Much of it is designed to convey that liberals and Democrats love people and the truth, while conservatives and Republicans are racists who hate people and lie all the time.
The same goes for nearly every major metropolitan newspaper, including The New York Times, The Washington Post and The Los Angeles Times, plus the wire services such as the Associated Press.
The media’s sheer hatred of Mr. Trump and by corollary everyone who voted for him is so obvious now that one wouldn’t think research was necessary to prove the point. But the Media Research Center (MRC) did us that favor.
The MRC released a study last month showing that over a six-week period (Sept. 24-Nov. 5, 2019), on NBC, ABC and CBS, out of 684 evaluative comments about Mr. Trump, “a whopping 96 percent have been negative, vs. a meager four percent that have been positive.” And they say Mr. Trump is the threat to press freedom?
Impeachment hysteria crowded out other important news, such as the surging stock market and a 50-year low in unemployment. “The President’s handling of the economy was given a stingy 4 minutes, 6 seconds of airtime during these six weeks, or less than one percent of all Trump administration news (645 minutes),” the MRC report said.

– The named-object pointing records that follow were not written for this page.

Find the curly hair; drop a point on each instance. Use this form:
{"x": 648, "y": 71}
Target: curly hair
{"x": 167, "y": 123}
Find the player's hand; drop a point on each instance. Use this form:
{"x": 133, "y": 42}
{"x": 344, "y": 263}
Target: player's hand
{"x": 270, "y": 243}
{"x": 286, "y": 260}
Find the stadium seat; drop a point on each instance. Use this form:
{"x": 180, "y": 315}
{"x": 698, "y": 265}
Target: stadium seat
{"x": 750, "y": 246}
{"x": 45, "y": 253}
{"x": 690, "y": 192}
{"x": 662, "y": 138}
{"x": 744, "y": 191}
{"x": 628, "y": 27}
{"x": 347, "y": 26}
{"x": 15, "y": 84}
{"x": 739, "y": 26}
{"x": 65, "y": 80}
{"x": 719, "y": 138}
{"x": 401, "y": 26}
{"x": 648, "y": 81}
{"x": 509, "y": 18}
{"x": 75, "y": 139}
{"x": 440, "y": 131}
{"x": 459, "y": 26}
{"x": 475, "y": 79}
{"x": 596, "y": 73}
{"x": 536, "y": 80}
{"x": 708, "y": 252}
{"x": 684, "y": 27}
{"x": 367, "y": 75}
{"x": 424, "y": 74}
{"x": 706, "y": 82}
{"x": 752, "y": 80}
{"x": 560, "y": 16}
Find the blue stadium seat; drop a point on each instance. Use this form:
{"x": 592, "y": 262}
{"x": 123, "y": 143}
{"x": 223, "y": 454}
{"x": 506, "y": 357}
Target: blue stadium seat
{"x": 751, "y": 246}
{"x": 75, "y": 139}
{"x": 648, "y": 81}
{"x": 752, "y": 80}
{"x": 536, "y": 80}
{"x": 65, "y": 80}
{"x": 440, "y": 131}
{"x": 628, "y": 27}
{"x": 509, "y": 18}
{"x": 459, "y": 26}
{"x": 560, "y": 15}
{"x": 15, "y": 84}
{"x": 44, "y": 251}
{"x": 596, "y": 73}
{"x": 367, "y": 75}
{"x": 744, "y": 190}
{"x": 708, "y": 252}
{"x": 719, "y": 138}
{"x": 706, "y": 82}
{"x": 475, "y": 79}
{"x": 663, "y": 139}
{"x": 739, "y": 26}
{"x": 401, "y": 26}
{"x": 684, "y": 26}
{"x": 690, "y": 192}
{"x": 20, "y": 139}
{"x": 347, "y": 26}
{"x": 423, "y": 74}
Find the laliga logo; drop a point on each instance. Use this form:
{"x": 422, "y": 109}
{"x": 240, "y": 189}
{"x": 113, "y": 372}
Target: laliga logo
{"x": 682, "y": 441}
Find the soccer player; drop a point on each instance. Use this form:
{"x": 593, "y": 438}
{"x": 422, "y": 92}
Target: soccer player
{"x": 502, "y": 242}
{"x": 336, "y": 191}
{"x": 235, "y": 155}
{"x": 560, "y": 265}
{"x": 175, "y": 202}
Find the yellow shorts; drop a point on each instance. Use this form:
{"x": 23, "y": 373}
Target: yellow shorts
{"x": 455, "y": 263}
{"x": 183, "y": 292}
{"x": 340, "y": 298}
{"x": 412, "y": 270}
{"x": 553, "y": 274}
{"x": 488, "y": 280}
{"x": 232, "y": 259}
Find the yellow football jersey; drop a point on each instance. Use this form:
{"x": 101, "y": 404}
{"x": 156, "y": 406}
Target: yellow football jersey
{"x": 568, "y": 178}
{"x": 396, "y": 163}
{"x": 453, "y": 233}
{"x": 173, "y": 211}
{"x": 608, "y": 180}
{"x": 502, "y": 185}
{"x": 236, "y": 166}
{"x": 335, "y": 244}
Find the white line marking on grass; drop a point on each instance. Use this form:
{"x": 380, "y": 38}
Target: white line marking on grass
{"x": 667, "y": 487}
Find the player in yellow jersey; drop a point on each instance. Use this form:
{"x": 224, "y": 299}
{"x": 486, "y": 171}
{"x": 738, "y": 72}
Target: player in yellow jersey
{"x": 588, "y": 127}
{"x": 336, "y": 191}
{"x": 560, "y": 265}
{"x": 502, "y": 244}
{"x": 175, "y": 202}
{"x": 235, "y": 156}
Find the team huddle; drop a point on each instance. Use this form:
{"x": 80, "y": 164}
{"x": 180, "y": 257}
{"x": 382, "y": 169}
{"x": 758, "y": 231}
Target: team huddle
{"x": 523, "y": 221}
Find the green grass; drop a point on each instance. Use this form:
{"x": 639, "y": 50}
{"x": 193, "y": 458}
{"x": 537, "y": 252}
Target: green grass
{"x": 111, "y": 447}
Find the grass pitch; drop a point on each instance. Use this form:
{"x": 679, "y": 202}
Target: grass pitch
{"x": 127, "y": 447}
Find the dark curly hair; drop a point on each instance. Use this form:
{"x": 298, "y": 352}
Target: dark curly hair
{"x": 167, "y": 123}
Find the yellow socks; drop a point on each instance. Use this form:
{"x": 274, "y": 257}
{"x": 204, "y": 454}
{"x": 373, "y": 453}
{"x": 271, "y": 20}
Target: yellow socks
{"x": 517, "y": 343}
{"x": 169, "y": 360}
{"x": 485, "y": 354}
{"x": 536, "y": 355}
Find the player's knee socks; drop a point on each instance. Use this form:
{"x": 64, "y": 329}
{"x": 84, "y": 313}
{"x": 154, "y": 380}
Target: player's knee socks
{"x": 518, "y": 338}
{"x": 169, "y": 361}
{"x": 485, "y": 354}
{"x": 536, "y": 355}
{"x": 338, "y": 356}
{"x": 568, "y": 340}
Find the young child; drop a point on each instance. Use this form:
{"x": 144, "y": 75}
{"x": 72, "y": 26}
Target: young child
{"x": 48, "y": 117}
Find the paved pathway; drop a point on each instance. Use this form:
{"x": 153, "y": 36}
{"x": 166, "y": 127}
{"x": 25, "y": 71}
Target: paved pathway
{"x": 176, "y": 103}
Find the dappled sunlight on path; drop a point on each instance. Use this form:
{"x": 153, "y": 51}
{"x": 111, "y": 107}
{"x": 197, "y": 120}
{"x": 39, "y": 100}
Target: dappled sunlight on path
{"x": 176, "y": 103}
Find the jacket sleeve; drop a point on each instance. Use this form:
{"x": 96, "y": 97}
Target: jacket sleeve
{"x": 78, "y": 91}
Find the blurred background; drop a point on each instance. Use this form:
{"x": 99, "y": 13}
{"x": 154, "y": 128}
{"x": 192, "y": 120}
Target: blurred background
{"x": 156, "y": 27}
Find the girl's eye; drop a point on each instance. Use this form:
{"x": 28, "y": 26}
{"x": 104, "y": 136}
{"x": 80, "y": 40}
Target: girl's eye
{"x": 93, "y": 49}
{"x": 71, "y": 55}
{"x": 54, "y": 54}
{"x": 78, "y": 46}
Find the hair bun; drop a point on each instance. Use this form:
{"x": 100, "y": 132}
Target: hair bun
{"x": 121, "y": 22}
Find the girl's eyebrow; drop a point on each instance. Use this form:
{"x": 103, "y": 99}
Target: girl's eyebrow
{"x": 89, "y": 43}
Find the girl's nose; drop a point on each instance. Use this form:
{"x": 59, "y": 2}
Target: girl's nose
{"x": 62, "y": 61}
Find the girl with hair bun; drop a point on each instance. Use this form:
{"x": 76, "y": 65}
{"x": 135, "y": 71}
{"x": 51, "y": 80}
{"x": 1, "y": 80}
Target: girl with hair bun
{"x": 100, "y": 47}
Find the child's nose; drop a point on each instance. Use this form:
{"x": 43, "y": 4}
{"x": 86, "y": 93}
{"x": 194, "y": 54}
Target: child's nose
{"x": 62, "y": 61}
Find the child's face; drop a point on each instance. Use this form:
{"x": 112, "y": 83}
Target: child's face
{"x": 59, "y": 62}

How did the media become so dominated by a leftist mindset? Easy. Those in charge weed out anyone who thinks otherwise. And they have a steady supply of young journalists fresh from college where they’ve been brainwashed by Marxist professors.
Freedom of the press is held as sacred, but only if you march to the left. When the media need to resort to “fake news” to advance their agenda, they do so.
After all, you have to break a few eggs to make an omelet.
• Robert Knight is a contributor to The Washington Times.